One of America's lesser celebrated holidays, but still important for patriotism, is Flag Day.
It was on this day in 1777 when the Second Continental Congress adopted the flag. June 14, although not a federal holiday, was proclaimed as 'Flag Day' in 1916 by President Woodrow Wilson. A mere 33 years later, the day was established by congress as a national holiday.
Many American cities and towns celebrate with parades, Quincy, Massachusetts, Troy, New York and Three Oaks, Michigan are all competing for the oldest and the largest parade, though none can verify this fact.
First use in Battle
On August 3, 1777, the Stars and Stripes were first flown during a battle. The battle would become known as the siege of Fort Stanwix, although the fort was known Schuyler then. The combatants were the British and the Iraquois against the Americans.
The Americans were led by Colonel Peter Gansevoort, who was aided by Brigadier General Nicholas Herkimer and Major General Benedict Arnold.
The flag that was flown during the battle was made up of white shirts from the soldiers, red flannel ladies petticoats from the officers' wives and the blue from a coat owned by Captain Abraham Swartwout.
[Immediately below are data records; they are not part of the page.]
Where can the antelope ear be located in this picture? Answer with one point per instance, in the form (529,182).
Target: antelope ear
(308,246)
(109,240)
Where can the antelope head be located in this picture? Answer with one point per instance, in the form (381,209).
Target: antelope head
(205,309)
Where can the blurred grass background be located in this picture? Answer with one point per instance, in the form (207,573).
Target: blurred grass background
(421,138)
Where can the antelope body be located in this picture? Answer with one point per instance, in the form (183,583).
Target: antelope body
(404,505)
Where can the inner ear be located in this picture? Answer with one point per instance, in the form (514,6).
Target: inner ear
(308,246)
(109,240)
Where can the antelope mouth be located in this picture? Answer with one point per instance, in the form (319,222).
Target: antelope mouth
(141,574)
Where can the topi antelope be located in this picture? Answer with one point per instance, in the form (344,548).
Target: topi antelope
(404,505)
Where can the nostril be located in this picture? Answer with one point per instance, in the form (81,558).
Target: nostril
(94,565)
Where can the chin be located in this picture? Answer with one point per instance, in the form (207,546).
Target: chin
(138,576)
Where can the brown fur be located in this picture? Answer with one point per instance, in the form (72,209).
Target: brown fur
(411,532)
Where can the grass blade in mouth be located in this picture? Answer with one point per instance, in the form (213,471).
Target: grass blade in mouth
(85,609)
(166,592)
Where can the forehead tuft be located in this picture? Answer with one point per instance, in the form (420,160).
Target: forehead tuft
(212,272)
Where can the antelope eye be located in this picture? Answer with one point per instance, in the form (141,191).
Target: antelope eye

The captain was reimbursed for his coat.
About the Original Stars and Stripes Design
The actual origin of the Stars and Stripes banner is unclear, but research indicates that Francis Hopkinson, a naval flag designer who also signed the Declaration of Independence, is the designer.
Hopkinson designed the 1777 flag while he was chairman of the Continental Navy Board's Middle Department. Hopkinson also designed the Naval flag.
Concerning the stripes, Hopkinson had red stripes at the top and bottom for visibility at sea, as the white would blend in with the glare on the waves.
About the Current Design
The American flag has had several revisions since the original, which featured thirteen stars in a circle with thirteen red and white alternating stripes.
The stars on the blue backdrop represent the 50 states of the United States of America, while the 13 red and white stripes represent the original 13 colonies: Connecticut, Delaware, Georgia, Maryland, Massachusetts, New Hampshire, New Jersey, New York, North Carolina, Pennsylvania, Rhode Island, South Carolina and Virginia.
The current design has been in use since 1960, when the 50th star was added for Hawaii and features colors named 'Old Glory Red' and 'Old Glory Blue'. This is also the design with the longest use, currently spanning 59 years. Prior to the 50 star design, the 48 star design was used from 1912-1959, or 47 years.
About Future Designs
When Puerto Rico voted to become a state in 2012, a design was drawn up to include 51 stars. This would be in accordance with the 1818 plan of Naval Captain Samuel Reid, who proposed that a new star be added for each state and that the stripes should remain 13 in number.
Despite the result of the polls indicating that the country should become a state, the election was declared illegitimate. Another vote was taken in 2017, but was declared null as only 23 percent of voters turned out.
In 2016, the District of Columbia voted to become a state, but does not have congressional support to do so.
The design is prepared and ready for whatever is to come.